Les CAMS 55.1 sont remplacés en 1942 par quatre Latécoère 298 utilisés comme hydravions de surveillance et non comme hydravions torpilleurs. Ces appareils ayant appartenu à la 2T avant sa transformation sur CAO-700M sont toujours en service le 31 août 1948.

Escadrille 10R

L’escadrille 8S4 est activée à Tripoli du Liban en septembre 1939 avec un Lioré et Olivier H242 réquisitionné, une mesure transitoire en attendant l’arrivée en unité de six Loire 130 prévus par le plan de mobilisation.

Le 5 février 1940, six Loire 130 arrivent en vol et amerrissent au large de Tripoli du Liban après un long périple.
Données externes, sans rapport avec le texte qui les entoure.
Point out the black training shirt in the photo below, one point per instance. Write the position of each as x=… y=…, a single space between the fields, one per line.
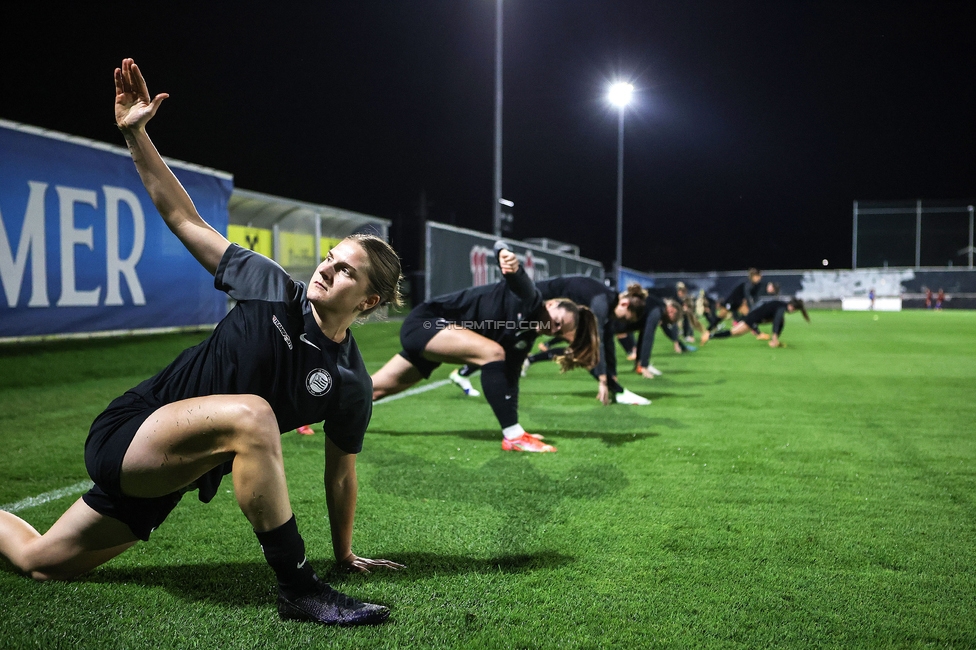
x=765 y=313
x=270 y=345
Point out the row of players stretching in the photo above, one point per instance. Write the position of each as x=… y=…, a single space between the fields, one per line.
x=282 y=357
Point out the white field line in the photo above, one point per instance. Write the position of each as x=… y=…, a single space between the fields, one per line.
x=41 y=499
x=84 y=486
x=413 y=391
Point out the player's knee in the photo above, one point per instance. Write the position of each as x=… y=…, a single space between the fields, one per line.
x=255 y=423
x=493 y=353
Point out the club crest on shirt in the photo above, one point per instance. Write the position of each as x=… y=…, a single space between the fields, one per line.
x=318 y=382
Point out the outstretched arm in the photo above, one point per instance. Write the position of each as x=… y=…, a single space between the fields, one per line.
x=516 y=278
x=133 y=109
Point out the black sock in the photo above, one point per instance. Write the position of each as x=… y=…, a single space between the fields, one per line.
x=284 y=550
x=494 y=384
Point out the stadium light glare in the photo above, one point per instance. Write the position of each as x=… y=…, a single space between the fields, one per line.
x=620 y=94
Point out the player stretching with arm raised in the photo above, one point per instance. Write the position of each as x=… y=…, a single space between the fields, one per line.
x=282 y=357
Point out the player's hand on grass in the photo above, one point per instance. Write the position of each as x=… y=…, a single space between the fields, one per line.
x=354 y=564
x=133 y=105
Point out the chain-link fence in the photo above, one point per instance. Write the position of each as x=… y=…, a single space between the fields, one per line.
x=912 y=234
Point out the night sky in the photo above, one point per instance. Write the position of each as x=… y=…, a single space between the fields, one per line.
x=755 y=126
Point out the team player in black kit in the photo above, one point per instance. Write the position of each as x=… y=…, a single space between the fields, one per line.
x=284 y=356
x=494 y=327
x=608 y=307
x=770 y=311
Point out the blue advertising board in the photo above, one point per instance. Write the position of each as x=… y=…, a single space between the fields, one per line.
x=83 y=249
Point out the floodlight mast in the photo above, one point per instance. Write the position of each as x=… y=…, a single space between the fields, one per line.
x=620 y=95
x=496 y=207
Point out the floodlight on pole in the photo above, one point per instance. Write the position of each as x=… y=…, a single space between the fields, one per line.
x=620 y=95
x=496 y=208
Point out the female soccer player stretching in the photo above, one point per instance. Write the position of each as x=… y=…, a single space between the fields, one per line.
x=282 y=357
x=607 y=306
x=773 y=311
x=491 y=326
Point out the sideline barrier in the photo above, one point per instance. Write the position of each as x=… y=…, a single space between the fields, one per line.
x=830 y=288
x=82 y=249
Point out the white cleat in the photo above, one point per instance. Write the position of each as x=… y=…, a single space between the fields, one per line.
x=628 y=397
x=464 y=384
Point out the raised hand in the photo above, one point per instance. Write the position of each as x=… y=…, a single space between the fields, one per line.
x=133 y=105
x=508 y=262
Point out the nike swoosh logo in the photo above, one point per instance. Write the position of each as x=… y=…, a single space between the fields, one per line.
x=305 y=340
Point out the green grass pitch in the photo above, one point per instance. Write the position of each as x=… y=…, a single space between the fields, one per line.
x=820 y=495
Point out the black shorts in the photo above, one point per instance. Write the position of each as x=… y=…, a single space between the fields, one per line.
x=109 y=438
x=419 y=327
Partis de l’Etang de Berre, ils ont fait escale à Aspretto en Corse, à Bizerte, à La Valette, à La Sude, à Larnacca avant d’arriver à destination pour permettre à l’escadrille 8S4 d’atteindre son format définitif.

En octobre 1940, l’escadrille qui dépend du CLAN (Commandement Levant de l’Aviation Navale) devient l’escadrille 10R, continuant sa mission de surveillance des eaux côtières libanaises et syriennes contre une menace venant essentiellement du Dodécanèse alors sous souveraineté italienne.

Cette escadrille dispose toujours de six Loire 130 le 31 août 1948 même si deux appareils du lot d’origine ont du être remplacé, l’un ayant été perdu en mer et l’autre ayant capoté lors d’un amerrissage.

Dès le 1er septembre 1948, les Loire 130 effectue des patrouilles de surveillance au large des côtes libano-syriennes en coopération avec les autres avions du CLAN notamment les avions de patrouille maritime CAO-700M.